Keras Keypoint detection example doesn't converge

Question

Keras Keypoint detection example doesn't converge

Closed this issue 4 months ago · 3 comments

barrypitman commented 5 months ago

Issue Type

Bug

Source

source

Keras Version

Keras 3

Custom Code

No

OS Platform and Distribution

Linux

Python version

3.9

GPU model and memory

No response

Current Behavior?

There is a keypoint detection guide on the Keras website at https://keras.io/examples/vision/keypoint_detection/, the example walks through training a key point detection model on the stanford dogs dataset. At the end of the example, it shows some of the example key points predicted by the model, with the comment "Predictions will likely improve with more training.":

I have tried running additional training, but the results are the same, and don't seem to improve.

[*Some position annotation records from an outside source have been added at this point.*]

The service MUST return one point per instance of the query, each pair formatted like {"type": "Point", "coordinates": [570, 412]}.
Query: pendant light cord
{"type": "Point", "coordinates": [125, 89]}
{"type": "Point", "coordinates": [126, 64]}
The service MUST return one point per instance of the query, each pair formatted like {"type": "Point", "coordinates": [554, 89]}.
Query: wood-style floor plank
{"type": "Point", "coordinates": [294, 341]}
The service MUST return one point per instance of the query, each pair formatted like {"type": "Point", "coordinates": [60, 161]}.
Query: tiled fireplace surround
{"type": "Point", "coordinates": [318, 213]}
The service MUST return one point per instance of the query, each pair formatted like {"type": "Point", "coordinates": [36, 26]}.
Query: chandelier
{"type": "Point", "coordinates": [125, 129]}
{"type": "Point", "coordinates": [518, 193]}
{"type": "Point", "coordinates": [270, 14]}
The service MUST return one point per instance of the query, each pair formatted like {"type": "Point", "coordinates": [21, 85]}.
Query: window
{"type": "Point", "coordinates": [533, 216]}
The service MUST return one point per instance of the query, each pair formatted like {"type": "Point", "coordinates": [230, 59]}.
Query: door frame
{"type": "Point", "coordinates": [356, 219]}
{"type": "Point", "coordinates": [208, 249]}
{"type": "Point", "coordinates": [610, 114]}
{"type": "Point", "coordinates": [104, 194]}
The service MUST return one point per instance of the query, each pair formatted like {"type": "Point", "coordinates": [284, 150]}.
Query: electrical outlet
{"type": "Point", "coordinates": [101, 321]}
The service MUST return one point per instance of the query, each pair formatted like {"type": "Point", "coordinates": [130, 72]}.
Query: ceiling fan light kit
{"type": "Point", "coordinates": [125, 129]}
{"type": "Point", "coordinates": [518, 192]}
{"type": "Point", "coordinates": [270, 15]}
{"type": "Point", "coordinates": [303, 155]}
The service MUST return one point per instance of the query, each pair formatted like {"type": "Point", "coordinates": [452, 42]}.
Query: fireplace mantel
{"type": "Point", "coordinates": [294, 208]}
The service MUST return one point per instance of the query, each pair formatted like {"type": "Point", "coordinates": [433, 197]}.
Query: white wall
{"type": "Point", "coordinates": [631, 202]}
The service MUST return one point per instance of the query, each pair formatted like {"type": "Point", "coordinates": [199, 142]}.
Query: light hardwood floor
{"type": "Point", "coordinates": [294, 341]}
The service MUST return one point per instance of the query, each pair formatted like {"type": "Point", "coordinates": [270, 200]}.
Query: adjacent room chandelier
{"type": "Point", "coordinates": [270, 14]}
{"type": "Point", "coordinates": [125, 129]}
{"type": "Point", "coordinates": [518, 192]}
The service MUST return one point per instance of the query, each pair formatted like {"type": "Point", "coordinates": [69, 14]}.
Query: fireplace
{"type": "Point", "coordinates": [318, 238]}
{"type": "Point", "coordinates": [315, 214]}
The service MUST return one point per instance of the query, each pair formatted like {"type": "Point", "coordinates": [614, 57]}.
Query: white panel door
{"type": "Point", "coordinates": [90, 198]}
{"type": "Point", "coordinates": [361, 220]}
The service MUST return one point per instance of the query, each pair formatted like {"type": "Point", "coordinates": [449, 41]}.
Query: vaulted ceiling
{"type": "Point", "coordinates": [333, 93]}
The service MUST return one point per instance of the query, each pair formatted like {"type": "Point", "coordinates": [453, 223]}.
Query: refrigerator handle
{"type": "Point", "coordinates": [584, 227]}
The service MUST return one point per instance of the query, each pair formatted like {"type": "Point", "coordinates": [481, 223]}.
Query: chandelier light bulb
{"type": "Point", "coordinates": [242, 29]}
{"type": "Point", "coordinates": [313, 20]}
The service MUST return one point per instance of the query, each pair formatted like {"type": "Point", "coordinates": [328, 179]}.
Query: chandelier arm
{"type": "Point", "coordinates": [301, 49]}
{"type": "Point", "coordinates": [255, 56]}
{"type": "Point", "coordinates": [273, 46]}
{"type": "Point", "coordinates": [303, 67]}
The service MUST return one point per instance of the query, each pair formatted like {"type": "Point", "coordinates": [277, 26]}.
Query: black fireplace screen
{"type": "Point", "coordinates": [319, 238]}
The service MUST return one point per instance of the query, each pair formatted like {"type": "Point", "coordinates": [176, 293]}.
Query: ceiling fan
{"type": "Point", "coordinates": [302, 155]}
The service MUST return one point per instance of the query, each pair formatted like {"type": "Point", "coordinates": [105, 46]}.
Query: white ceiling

I've tried training on a custom dataset using the model architecture from the example, and the results are similar - the predicted key points don't correlate to the image.

That makes me suspect that there an issue with the model architecture proposed in the example:

def get_model():
    # Load the pre-trained weights of MobileNetV2 and freeze the weights
    backbone = keras.applications.MobileNetV2(
        weights="imagenet",
        include_top=False,
        input_shape=(IMG_SIZE, IMG_SIZE, 3),
    )
    backbone.trainable = False

    inputs = layers.Input((IMG_SIZE, IMG_SIZE, 3))
    x = keras.applications.mobilenet_v2.preprocess_input(inputs)
    x = backbone(x)
    x = layers.Dropout(0.3)(x)
    x = layers.SeparableConv2D(
        NUM_KEYPOINTS, kernel_size=5, strides=1, activation="relu"
    )(x)
    outputs = layers.SeparableConv2D(
        NUM_KEYPOINTS, kernel_size=3, strides=1, activation="sigmoid"
    )(x)

    return keras.Model(inputs, outputs, name="keypoint_detector")

Is it possible that the model architecture suggested is not suitable for key point detection? I'm very interested in a basic keypoint detection architecture, but the example/guide is unfortunately not helpful.

If you can provide some pointers, I can take a pass at improving the example.

Thanks in advance

Standalone code to reproduce the issue or tutorial link

examples/vision/keypoint_detection.py

Relevant log output

No response

Answer 1 · 2024-01-03T20:14:46.000Z

Hi,

The tutorial is for demonstration purpose only, and it is not fine tuned to return the best outcome.

Feel free to fine tune the model as per the suggestion in the comment below.

Going further
Try using other augmentation transforms from imgaug to investigate how that changes the results.
Here, we transferred the features from the pre-trained network linearly that is we did not fine-tune it. You are encouraged to fine-tune it on this task and see if that improves the performance. You can also try different architectures and see how they affect the final performance.

If you get the bettewr convergence with the modification in the model architecture, you can create a PR to make the same changes. Thanks!

Answer 2 · 2024-01-18T01:46:06.000Z

This issue is stale because it has been open for 14 days with no activity. It will be closed if no further activity occurs. Thank you.

Answer 3 · 2024-02-02T01:44:05.000Z

This issue was closed because it has been inactive for 28 days. Please reopen if you'd like to work on this further.